Word came July 15 that a route into Gaza was opening and that MCC’s comforters and kits should be sent. Niessen loaded the supplies July 23 into the shipping container.
“I just pray and hope that there are no complications at the other end,” he said.
Some food is entering Gaza through commercial companies that use armed guards to prevent looting. But the logistical cost of these shipments makes food very expensive, said Seth Malone, MCC representative for Jordan, Palestine and Israel, with his spouse, Sarah Funkhouser.
“Relying on commercial vendors for overpriced food is inefficient, as there is a backlog of already paid for humanitarian aid just waiting to cross into Gaza,” Malone said. “Most humanitarian groups are unwilling to pay armed guards under the principle of ‘do no harm,’ and Israel is failing to provide safe passage for humanitarian aid as required by international law. . . .
“All manner of lifesaving goods are within literal eyesight of the people in Gaza, but humanitarian actors, including MCC, are obstructed from delivering them.”

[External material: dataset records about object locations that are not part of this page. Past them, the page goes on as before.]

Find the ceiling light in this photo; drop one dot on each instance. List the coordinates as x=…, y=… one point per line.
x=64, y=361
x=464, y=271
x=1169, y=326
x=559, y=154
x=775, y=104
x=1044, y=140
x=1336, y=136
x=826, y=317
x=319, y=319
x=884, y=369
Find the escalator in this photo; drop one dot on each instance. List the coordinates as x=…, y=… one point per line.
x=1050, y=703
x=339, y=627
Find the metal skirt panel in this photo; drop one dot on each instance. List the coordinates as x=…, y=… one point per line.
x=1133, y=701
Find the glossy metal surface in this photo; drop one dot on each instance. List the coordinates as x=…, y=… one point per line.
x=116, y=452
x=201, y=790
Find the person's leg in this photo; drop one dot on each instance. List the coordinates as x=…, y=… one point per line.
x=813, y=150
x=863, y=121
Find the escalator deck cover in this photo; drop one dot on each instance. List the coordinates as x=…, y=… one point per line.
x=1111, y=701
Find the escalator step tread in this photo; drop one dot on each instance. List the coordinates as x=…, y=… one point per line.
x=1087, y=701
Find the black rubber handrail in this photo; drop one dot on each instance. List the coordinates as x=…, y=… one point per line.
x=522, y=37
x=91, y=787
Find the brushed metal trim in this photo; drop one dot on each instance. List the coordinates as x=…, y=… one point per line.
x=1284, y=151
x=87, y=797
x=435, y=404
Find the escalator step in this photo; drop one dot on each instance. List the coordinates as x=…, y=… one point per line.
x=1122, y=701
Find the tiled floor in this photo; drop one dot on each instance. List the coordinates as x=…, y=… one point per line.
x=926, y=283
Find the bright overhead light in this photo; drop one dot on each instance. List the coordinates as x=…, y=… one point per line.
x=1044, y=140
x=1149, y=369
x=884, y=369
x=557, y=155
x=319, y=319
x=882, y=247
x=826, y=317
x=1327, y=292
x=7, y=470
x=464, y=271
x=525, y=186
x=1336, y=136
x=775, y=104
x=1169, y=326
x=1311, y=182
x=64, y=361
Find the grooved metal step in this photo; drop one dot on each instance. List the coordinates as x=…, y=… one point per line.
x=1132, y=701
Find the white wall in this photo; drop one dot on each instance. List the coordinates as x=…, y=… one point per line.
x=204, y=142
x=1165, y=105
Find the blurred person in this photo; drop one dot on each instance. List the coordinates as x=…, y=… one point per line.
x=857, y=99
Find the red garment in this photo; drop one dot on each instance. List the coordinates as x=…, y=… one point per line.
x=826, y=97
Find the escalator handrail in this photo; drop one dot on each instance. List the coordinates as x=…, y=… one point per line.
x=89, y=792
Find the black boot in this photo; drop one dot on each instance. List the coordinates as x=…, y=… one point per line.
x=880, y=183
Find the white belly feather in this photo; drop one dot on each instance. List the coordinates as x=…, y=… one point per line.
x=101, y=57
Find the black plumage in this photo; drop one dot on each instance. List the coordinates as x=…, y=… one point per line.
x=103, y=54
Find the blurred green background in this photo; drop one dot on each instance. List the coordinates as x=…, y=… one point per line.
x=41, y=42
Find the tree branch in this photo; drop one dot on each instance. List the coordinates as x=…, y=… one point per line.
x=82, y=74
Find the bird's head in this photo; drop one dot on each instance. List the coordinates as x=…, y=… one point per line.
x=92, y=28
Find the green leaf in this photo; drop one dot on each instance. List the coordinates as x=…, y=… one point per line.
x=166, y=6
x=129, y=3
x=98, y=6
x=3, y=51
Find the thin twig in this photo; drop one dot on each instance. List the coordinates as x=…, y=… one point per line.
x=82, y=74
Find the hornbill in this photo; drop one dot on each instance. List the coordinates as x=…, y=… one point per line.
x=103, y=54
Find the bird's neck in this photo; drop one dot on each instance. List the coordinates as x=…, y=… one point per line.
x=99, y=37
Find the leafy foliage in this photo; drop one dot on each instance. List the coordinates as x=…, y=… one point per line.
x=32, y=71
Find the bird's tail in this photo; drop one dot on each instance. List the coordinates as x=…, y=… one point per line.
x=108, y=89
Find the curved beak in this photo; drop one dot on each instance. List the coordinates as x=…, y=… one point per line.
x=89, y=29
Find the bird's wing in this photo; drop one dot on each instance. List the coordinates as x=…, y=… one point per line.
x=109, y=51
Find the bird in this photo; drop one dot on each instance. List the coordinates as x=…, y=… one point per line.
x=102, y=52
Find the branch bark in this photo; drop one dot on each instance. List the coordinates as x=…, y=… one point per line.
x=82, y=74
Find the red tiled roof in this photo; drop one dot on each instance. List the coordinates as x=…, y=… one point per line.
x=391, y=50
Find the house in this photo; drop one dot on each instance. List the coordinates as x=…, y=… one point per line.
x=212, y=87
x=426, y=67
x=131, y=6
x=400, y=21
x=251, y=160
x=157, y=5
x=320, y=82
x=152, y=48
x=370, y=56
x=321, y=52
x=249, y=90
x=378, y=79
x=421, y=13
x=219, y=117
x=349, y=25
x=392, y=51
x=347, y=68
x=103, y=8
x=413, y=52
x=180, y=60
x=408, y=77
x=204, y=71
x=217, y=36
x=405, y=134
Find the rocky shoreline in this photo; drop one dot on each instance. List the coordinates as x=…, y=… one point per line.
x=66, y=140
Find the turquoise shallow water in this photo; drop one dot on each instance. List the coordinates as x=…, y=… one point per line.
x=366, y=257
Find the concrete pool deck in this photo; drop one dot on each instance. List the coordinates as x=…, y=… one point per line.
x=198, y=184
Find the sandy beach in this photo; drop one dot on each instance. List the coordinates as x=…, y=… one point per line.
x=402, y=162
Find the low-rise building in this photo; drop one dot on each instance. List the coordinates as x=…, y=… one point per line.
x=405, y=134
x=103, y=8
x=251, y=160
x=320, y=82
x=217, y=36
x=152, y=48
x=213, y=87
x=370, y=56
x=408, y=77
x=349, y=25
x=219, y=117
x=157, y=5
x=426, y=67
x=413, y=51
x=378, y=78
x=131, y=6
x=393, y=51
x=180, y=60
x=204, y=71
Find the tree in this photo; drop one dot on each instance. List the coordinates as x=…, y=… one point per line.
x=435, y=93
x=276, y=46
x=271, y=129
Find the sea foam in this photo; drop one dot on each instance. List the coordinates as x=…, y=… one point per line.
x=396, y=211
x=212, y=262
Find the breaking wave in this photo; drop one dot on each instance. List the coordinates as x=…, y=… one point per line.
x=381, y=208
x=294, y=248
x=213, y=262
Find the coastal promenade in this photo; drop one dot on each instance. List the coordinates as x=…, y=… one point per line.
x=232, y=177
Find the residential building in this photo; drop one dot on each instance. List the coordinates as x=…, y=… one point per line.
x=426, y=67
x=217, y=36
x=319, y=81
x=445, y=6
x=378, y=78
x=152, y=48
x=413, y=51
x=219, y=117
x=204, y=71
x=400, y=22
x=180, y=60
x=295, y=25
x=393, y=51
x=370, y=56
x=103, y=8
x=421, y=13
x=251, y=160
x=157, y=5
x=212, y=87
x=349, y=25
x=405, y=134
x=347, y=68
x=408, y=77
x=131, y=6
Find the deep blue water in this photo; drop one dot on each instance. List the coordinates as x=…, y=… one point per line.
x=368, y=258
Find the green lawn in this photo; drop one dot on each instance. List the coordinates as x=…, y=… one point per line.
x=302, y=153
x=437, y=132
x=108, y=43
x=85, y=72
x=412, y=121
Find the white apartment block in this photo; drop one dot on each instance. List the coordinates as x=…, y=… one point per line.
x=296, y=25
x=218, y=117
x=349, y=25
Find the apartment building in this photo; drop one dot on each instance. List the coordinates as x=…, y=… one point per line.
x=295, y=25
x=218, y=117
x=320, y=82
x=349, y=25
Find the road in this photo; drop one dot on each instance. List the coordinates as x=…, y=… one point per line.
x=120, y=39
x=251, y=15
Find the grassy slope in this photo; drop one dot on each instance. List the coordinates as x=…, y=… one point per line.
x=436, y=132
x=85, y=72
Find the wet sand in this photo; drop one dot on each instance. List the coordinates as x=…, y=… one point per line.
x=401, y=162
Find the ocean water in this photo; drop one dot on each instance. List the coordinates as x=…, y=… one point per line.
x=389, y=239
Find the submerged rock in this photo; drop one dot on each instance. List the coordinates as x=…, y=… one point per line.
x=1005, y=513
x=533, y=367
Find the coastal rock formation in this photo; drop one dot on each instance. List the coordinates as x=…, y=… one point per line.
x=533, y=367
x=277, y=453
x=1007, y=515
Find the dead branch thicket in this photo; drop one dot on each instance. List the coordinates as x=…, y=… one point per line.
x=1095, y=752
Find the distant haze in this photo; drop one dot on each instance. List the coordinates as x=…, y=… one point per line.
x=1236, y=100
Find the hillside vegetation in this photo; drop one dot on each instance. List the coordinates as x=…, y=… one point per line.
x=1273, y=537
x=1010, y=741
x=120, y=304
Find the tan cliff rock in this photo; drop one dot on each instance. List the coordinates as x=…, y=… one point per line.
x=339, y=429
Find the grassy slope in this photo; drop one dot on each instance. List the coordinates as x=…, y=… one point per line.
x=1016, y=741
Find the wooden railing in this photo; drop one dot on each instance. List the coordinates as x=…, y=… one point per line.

Malone prays that the material aid shipped in July will provide some measure of support for families who have lost everything.
“Everyone in Gaza has been affected by the war,” he said. “The staff of MCC’s partners, like all Palestinians in Gaza, have been forcibly displaced multiple times, are living in terrible conditions and have experienced the murder of multiple family members and relatives.”